I don’t recall why a former me decided to leave the stock spur as a short stub. I’m sure it seemed reasonable at the time. Maybe I planned to build a stock pen together with the spur. In any event that part of the layout has been a piece of 12 mm foam core for years.
In preparation for the layout tour, and now that the pasture is finalized, I’ve decided to find a scrap of 1/2” ply and get it ready for track. The marsh at the end of the pasture continues onto this piece of plywood, and beneath the spur into the drainage ditches on either side of the siding and main track. From there it will flow down the bank behind the roundhouse and into the Muskrat River.

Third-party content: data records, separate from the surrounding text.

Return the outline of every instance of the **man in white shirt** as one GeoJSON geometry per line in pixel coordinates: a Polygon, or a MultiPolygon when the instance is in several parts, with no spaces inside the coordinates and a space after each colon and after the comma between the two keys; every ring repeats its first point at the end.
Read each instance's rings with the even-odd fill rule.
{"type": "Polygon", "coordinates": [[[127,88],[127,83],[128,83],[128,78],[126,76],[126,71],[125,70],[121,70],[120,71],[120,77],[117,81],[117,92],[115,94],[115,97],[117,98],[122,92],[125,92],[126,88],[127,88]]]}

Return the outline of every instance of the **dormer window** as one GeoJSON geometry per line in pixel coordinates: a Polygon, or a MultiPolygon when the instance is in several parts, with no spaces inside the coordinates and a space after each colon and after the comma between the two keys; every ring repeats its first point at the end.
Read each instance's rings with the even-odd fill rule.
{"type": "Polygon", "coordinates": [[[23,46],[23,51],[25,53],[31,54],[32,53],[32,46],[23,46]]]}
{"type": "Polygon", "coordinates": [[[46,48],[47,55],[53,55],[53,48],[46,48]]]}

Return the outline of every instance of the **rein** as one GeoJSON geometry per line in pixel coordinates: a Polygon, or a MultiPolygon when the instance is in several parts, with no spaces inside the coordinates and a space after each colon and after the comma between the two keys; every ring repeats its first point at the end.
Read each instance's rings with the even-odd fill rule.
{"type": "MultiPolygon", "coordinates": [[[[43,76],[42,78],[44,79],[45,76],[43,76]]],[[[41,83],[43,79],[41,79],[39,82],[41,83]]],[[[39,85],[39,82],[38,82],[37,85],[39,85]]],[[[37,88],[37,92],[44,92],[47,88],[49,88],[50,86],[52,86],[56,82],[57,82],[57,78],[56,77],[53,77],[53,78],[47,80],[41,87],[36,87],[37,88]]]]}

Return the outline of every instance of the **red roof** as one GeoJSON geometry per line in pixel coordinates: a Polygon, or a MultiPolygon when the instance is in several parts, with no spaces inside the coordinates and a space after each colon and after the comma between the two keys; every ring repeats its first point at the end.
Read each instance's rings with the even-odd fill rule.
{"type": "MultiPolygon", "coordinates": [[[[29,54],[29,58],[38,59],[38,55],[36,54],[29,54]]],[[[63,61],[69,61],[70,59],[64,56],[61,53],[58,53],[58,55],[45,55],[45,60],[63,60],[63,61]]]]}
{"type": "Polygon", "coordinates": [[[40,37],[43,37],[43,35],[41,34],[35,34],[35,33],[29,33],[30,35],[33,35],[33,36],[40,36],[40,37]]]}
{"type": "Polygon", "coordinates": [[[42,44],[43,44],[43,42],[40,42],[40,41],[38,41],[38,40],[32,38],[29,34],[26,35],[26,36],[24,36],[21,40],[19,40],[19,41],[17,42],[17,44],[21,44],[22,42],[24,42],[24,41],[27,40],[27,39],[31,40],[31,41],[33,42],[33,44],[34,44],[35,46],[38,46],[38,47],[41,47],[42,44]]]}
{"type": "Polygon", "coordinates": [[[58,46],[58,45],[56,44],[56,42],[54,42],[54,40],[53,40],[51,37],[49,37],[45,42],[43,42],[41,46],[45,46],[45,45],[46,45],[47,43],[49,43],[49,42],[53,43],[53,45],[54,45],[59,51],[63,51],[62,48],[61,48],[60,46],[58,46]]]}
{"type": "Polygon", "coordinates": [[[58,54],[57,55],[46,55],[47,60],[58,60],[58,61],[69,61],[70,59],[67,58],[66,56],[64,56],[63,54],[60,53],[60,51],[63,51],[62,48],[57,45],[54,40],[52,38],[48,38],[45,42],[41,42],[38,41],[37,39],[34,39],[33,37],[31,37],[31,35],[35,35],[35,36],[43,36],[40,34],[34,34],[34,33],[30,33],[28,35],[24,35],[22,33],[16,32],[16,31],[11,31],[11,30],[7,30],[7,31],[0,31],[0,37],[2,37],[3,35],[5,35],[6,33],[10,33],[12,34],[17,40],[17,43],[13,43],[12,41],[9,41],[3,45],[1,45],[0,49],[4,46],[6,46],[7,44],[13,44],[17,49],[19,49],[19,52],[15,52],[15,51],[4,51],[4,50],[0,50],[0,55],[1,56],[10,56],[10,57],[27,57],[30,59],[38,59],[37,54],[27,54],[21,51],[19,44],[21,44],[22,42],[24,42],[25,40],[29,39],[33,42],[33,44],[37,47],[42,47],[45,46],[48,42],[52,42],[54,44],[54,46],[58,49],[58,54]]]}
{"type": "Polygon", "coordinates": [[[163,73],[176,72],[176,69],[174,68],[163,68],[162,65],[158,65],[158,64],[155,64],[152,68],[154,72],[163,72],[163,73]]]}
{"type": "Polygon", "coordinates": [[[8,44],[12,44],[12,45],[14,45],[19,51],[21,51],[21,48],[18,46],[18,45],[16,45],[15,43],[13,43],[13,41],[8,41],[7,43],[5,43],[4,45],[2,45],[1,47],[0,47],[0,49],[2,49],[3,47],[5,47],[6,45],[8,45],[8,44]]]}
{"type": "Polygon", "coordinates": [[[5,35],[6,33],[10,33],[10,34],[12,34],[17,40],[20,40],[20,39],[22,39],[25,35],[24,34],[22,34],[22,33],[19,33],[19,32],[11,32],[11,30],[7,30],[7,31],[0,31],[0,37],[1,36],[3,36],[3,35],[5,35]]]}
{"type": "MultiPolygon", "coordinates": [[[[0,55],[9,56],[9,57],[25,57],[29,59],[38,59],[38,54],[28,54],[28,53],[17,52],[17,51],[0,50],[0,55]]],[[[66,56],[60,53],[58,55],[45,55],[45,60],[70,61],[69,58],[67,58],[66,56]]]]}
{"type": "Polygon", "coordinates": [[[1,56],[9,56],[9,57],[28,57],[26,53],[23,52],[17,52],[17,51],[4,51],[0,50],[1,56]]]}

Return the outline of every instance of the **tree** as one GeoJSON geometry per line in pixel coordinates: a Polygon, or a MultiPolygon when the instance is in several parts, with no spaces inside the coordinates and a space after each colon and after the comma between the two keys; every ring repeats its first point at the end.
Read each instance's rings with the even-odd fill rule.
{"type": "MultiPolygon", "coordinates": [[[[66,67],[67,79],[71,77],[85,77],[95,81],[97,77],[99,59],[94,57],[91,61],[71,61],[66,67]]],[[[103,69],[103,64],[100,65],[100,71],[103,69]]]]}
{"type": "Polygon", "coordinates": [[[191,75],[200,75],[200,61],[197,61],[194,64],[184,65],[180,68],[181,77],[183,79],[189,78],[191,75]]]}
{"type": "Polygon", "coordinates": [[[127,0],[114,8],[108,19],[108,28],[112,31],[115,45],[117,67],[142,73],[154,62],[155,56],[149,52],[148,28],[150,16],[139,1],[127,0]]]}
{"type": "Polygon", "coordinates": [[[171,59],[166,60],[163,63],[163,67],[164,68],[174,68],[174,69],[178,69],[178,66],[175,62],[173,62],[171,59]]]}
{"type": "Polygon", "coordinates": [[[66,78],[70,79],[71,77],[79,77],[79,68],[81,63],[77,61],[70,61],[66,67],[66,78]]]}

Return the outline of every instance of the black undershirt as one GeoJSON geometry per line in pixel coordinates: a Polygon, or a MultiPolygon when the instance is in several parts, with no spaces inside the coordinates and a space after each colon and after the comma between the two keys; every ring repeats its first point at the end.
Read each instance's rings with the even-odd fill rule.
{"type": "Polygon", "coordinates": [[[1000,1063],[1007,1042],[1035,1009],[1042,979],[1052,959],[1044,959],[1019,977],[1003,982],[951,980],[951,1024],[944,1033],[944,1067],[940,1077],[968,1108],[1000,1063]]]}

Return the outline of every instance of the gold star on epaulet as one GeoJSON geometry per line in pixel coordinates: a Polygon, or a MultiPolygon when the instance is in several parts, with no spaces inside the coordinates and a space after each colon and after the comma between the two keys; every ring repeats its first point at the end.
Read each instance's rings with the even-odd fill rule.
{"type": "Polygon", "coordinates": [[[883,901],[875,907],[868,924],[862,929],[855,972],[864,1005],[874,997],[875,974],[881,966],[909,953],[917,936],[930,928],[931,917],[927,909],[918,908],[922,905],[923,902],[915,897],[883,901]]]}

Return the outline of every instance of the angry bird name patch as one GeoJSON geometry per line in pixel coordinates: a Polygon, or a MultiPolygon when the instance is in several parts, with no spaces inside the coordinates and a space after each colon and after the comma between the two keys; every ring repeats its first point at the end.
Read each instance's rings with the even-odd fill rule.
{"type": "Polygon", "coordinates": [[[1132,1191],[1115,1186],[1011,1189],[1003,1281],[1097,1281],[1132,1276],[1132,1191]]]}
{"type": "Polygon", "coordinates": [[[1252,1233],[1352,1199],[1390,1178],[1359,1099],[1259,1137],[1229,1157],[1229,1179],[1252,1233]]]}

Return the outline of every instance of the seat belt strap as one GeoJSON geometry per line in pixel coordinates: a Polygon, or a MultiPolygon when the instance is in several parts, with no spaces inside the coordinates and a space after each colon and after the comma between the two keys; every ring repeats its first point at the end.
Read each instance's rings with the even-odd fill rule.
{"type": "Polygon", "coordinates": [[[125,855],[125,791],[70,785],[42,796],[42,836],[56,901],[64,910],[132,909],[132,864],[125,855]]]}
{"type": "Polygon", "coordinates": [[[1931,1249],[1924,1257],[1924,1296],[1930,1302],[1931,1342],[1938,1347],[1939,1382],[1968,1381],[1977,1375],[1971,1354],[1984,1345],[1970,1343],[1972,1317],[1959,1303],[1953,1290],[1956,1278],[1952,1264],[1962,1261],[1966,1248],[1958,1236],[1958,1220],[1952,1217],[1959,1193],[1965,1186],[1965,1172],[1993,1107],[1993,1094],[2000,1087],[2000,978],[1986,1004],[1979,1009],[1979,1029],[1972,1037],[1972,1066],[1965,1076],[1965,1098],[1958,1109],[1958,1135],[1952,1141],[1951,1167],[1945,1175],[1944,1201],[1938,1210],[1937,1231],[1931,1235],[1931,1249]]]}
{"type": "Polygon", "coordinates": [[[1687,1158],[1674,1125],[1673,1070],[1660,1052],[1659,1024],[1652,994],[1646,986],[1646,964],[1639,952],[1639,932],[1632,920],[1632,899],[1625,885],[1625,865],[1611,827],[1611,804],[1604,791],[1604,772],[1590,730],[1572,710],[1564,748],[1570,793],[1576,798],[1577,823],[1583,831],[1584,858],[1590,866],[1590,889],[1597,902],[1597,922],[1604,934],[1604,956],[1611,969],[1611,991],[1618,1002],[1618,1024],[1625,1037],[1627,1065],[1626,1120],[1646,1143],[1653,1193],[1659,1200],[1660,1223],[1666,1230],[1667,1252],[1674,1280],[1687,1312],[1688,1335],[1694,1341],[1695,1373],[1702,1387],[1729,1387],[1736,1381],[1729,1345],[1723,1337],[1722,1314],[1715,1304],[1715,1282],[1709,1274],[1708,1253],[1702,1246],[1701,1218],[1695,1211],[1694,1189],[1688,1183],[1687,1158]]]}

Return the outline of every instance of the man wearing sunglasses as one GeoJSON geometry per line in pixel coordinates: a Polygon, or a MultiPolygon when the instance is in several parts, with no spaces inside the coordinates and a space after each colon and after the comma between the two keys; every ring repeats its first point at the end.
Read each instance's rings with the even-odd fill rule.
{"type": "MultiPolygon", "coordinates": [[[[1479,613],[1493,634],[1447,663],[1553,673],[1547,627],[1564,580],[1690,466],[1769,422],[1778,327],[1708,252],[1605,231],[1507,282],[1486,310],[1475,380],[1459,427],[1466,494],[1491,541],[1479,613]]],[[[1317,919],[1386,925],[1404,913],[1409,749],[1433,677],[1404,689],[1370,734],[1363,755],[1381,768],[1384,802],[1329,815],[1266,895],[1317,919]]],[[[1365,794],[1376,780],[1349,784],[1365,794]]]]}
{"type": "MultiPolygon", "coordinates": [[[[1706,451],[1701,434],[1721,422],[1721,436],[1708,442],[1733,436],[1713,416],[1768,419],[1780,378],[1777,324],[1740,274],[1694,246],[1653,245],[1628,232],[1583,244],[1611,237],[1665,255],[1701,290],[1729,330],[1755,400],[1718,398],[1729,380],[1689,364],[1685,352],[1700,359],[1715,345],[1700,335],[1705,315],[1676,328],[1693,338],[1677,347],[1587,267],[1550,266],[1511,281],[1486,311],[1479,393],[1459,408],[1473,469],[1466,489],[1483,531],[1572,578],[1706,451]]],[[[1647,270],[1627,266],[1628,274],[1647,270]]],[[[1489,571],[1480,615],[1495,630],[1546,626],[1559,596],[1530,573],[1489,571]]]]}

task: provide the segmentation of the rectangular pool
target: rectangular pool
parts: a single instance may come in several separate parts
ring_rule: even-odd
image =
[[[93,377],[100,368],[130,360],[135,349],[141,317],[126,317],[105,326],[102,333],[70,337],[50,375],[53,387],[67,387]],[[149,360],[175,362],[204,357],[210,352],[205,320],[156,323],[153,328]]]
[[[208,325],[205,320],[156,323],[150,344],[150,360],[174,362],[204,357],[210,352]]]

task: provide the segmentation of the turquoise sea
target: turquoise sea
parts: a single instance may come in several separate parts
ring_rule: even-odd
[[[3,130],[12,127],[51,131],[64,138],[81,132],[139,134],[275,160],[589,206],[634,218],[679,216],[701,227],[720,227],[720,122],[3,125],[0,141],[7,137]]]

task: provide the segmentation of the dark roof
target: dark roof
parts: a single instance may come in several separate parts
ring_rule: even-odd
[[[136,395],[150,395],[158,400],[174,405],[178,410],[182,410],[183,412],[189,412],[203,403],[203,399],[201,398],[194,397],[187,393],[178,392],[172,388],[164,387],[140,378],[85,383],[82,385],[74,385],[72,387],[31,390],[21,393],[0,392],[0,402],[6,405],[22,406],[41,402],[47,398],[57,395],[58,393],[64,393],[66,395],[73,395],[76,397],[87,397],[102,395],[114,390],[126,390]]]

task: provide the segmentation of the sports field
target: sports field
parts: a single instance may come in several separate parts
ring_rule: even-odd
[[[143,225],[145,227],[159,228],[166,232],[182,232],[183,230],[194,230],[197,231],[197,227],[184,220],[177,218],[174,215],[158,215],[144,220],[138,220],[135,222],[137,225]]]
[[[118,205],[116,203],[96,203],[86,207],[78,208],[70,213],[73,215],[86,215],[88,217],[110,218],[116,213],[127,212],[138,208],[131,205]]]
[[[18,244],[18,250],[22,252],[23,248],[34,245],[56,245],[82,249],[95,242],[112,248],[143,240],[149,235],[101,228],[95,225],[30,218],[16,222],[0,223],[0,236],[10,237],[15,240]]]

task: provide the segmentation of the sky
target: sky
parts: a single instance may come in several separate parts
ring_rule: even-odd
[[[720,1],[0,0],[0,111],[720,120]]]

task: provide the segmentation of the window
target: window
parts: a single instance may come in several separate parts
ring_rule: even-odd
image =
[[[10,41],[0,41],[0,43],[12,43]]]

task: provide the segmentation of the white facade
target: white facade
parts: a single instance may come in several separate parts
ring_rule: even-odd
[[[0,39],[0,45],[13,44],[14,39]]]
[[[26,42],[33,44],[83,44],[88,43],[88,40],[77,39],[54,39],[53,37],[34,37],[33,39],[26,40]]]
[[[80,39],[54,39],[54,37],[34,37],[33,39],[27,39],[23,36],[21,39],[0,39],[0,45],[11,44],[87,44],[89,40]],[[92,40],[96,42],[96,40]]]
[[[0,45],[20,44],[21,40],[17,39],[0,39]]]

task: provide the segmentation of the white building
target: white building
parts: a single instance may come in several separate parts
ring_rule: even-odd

I routed out the marsh area, which is going to be filled with bull rushes, as well as a channel beneath the spur itself. The channel is narrow enough to be bridged by a few timbers on wooden piers on either bank.
The stock pens at Pembroke were an overwhelming 80×90 feet, with two ramps. That would extend well into the pasture. So, in my version of Pembroke, they will be replaced with a single ramp, and the fenced area will be grassed like the pasture. Stock shipments would have been relatively rare (indeed, one historian believes they were unlikely, even though the very first loads shipped from Pembroke were cattle), and a farmer might have waited until the cars were in place before driving their animals to the pen.